Il rallentamento della crescita della popolazione umana comporta anche continue modificazioni non solo del numero totale di individui, ma soprattutto della loro distribuzione per età, con un aumento degli “anziani” e una diminuzione dei “giovani”, il che significa una diminuzione della frazione in età lavorativa e una modificazione del lavoro, forse dalla produzione di oggetti a servizi di collaborazione fra persone. 

Fenomeni vistosi nei paesi industrializzati ma che si manifestano ben presto anche in quelli oggi poveri. 

Del resto anche una ipotetica società stazionaria, in cui il numero di nati fosse uguale al numero dei morti, non sarebbe sostenibile a causa della diminuzione delle risorse da cui trarre nutrimento e dell’intossicazione dell’ambiente. 

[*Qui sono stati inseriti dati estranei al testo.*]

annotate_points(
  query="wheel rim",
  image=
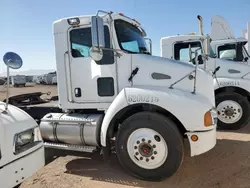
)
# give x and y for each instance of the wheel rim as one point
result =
(229, 111)
(147, 148)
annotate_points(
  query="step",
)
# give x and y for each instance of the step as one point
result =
(70, 147)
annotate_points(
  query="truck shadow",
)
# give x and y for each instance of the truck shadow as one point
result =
(228, 164)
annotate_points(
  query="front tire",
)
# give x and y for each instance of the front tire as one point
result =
(233, 110)
(149, 146)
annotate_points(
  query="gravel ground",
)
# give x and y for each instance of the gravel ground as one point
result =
(225, 166)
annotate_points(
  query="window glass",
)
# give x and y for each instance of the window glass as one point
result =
(130, 38)
(81, 42)
(181, 50)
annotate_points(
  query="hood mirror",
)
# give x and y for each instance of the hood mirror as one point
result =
(13, 61)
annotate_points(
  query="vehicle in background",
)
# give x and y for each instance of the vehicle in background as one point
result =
(246, 34)
(22, 150)
(224, 43)
(112, 89)
(54, 80)
(231, 79)
(18, 80)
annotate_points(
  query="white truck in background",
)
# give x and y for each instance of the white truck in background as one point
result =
(231, 79)
(224, 43)
(110, 86)
(21, 145)
(246, 35)
(18, 80)
(54, 80)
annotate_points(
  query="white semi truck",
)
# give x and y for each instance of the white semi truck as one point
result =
(112, 89)
(231, 79)
(21, 145)
(246, 34)
(224, 43)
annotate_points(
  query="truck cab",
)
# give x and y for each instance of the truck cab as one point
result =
(231, 79)
(224, 43)
(112, 90)
(21, 144)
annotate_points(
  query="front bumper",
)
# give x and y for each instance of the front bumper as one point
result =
(19, 170)
(206, 141)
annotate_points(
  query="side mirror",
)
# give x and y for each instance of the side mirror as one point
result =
(97, 34)
(207, 46)
(150, 44)
(245, 59)
(12, 60)
(200, 59)
(190, 53)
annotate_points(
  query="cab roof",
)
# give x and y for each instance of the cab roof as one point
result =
(179, 38)
(62, 25)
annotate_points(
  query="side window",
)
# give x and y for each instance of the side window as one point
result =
(81, 43)
(227, 52)
(181, 50)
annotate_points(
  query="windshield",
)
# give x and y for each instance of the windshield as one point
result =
(211, 52)
(244, 49)
(130, 38)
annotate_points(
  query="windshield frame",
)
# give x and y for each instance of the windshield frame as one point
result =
(139, 32)
(245, 50)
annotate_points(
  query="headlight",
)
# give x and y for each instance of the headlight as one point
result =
(26, 140)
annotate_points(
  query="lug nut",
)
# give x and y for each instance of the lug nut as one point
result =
(157, 138)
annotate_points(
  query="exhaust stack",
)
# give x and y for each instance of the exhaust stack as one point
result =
(200, 24)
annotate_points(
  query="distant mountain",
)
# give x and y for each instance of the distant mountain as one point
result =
(31, 72)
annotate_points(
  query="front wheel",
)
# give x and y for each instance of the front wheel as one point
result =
(233, 110)
(149, 146)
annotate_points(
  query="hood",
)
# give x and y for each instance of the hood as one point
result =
(220, 29)
(11, 123)
(163, 72)
(229, 68)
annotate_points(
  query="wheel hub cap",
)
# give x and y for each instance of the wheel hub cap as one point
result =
(229, 111)
(147, 148)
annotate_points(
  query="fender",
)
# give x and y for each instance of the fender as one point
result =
(176, 101)
(232, 82)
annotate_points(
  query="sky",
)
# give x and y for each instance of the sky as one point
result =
(26, 25)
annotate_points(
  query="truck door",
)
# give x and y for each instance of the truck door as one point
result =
(91, 81)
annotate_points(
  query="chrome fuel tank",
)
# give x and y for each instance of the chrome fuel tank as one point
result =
(77, 129)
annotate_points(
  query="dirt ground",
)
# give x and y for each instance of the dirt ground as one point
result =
(225, 166)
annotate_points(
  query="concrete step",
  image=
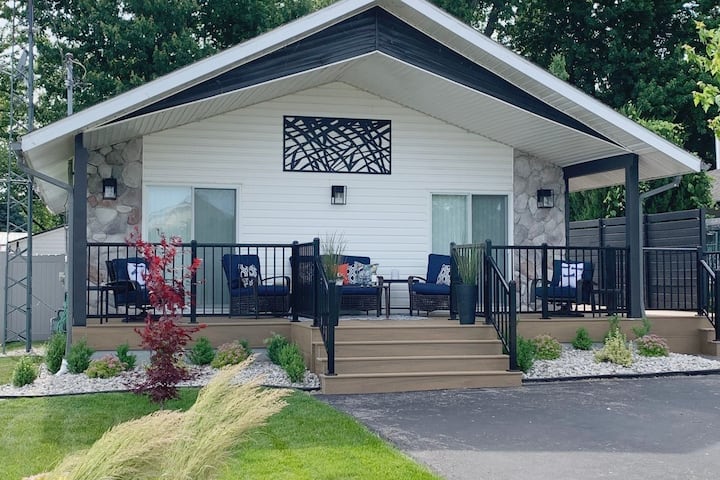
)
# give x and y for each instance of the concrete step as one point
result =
(428, 363)
(405, 348)
(417, 381)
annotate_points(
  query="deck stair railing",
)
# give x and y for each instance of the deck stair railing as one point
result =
(500, 304)
(709, 294)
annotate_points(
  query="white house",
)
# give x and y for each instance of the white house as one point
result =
(434, 133)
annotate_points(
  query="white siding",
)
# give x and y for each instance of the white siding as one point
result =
(387, 217)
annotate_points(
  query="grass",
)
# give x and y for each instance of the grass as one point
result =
(307, 440)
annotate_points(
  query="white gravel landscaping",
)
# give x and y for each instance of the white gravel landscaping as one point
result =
(581, 363)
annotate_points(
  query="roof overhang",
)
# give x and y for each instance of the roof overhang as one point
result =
(387, 76)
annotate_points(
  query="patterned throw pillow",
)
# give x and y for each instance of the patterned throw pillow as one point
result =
(248, 274)
(444, 275)
(353, 271)
(136, 272)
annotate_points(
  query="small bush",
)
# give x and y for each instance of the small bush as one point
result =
(25, 372)
(526, 354)
(652, 346)
(291, 360)
(582, 339)
(614, 322)
(274, 344)
(106, 367)
(547, 347)
(641, 331)
(55, 352)
(126, 358)
(202, 352)
(615, 350)
(229, 354)
(79, 357)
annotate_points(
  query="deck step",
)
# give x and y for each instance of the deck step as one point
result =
(413, 330)
(417, 381)
(405, 348)
(426, 363)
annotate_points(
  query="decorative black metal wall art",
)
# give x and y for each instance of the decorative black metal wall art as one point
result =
(336, 145)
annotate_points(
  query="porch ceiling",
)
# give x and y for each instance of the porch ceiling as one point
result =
(48, 149)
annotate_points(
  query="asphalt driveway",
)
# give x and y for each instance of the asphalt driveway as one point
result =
(659, 428)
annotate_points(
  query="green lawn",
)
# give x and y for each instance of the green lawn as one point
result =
(307, 440)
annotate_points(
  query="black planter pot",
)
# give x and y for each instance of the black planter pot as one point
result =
(466, 302)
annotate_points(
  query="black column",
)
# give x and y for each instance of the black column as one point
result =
(632, 235)
(78, 235)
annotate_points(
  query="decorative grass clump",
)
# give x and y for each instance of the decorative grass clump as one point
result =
(230, 354)
(652, 346)
(106, 367)
(547, 347)
(526, 354)
(25, 372)
(176, 445)
(202, 353)
(615, 350)
(54, 352)
(79, 357)
(582, 339)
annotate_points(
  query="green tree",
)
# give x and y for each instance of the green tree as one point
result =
(708, 95)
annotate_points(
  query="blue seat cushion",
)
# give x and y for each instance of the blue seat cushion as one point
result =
(431, 289)
(359, 290)
(563, 293)
(263, 291)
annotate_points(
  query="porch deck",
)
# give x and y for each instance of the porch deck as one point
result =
(422, 353)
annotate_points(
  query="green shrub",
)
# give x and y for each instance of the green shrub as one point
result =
(79, 357)
(274, 344)
(229, 354)
(126, 358)
(25, 372)
(526, 354)
(547, 347)
(55, 352)
(652, 346)
(105, 367)
(582, 339)
(291, 360)
(615, 350)
(614, 322)
(641, 331)
(202, 352)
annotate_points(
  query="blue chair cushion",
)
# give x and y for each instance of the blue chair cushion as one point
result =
(435, 263)
(359, 290)
(431, 289)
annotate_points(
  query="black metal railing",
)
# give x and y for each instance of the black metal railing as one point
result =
(500, 305)
(709, 294)
(209, 294)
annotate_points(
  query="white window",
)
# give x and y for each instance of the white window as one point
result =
(207, 215)
(468, 219)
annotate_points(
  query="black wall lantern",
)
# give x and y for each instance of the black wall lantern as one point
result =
(109, 189)
(546, 199)
(337, 195)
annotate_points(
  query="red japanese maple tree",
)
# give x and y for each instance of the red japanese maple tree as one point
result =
(164, 337)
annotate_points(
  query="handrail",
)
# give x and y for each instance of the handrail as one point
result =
(709, 297)
(501, 305)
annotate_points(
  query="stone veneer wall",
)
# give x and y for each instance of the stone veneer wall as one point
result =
(112, 221)
(533, 225)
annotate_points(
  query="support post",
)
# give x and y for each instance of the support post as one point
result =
(632, 236)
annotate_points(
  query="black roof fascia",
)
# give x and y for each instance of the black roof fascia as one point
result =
(617, 162)
(372, 30)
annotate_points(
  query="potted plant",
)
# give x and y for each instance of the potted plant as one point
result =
(466, 262)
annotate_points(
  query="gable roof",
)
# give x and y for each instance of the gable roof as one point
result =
(406, 51)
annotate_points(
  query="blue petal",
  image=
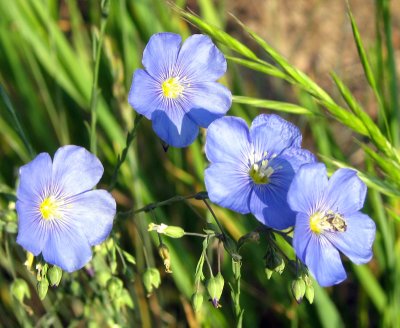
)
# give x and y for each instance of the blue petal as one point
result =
(228, 186)
(227, 140)
(209, 101)
(272, 134)
(32, 229)
(268, 204)
(95, 210)
(301, 236)
(200, 59)
(175, 127)
(75, 170)
(356, 242)
(297, 157)
(67, 246)
(323, 261)
(145, 94)
(307, 191)
(160, 55)
(35, 178)
(346, 192)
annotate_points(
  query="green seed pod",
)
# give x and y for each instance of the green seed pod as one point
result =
(151, 279)
(197, 301)
(54, 274)
(20, 289)
(174, 232)
(298, 289)
(170, 231)
(114, 287)
(310, 293)
(268, 272)
(215, 285)
(42, 288)
(164, 254)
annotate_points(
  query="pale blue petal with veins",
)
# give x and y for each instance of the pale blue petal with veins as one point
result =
(59, 215)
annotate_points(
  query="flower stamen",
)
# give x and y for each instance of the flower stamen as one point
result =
(327, 221)
(172, 88)
(49, 208)
(260, 172)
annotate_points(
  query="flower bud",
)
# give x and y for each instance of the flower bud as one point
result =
(114, 287)
(54, 274)
(309, 293)
(298, 289)
(197, 301)
(42, 288)
(20, 289)
(151, 280)
(215, 285)
(273, 263)
(170, 231)
(164, 254)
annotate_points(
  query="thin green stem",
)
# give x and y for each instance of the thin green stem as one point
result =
(95, 90)
(199, 196)
(395, 119)
(202, 235)
(121, 159)
(214, 216)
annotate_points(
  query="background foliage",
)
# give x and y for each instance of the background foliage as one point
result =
(47, 68)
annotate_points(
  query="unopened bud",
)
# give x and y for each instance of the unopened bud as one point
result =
(170, 231)
(253, 236)
(298, 289)
(42, 288)
(215, 285)
(310, 293)
(151, 279)
(114, 287)
(164, 254)
(20, 290)
(274, 262)
(54, 274)
(197, 301)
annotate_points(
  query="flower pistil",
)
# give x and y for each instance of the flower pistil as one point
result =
(260, 172)
(172, 88)
(327, 221)
(49, 208)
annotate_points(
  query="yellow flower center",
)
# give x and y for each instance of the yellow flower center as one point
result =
(260, 172)
(327, 221)
(172, 88)
(49, 208)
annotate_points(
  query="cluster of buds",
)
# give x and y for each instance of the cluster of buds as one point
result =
(47, 277)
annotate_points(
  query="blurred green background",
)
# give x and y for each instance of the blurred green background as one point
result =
(46, 69)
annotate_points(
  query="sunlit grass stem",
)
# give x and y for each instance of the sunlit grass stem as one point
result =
(95, 91)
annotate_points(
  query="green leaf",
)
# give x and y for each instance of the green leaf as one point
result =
(271, 104)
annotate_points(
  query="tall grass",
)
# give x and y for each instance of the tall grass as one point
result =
(64, 78)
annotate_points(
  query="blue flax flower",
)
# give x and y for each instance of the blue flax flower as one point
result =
(59, 215)
(251, 170)
(177, 89)
(329, 219)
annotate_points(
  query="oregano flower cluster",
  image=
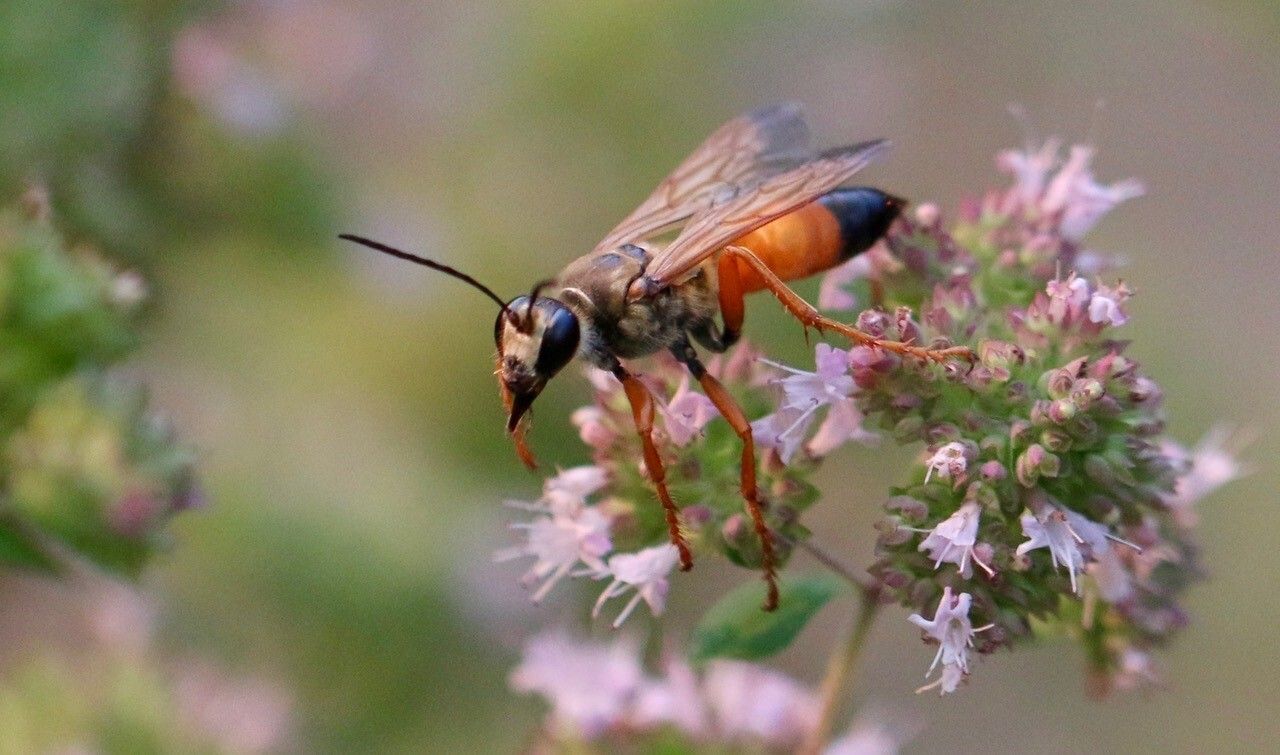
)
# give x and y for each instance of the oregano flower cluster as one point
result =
(1046, 498)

Mi rendo conto che la prospettiva del declino di una popolazione, dei consumi, della disponibilità di risorse è sgradevole per una società basata sul principio che soltanto più persone e più beni materiali assicurano più ricchezza monetaria, considerata l’unico indicatore del benessere, cioè dello stare bene; la massa di scorie che inevitabilmente accompagna questo cammino è solo un secondario ”irrilevante” disturbo nel cammino della crescita. 

E comunque, per tale società basta diffondere la certezza che la scienza, la tecnologia e la stessa crescita della ricchezza qualche soluzione troveranno, il che è poco credibile alla luce sia delle leggi della vita sia della storia dei viventi. 

Forse la constatazione che anche la nostra specie umana ubbidisce alle stesse leggi di crescita e declino di tutti gli esseri viventi può indurre a cercare il “benessere” in valori come la solidarietà, il rispetto degli altri, il vivere “bene”, fin che la specie esisterà.

Del resto perfino il Papa Francesco, in una “lettera” al giornalista Scalfari nell’estate del 2013, ha scritto che un giorno la nostra specie scomparirà. 

Quando e come questo avverrà per la popolazione umana — centinaia, migliaia di anni ? — non è possibile sapere: innumerevoli specie viventi sono comparse, cresciute e scomparse; non scomparirà comunque la vita, almeno fino a quando il Sole diffonderà un po’ delle sue radiazioni di luce e energia.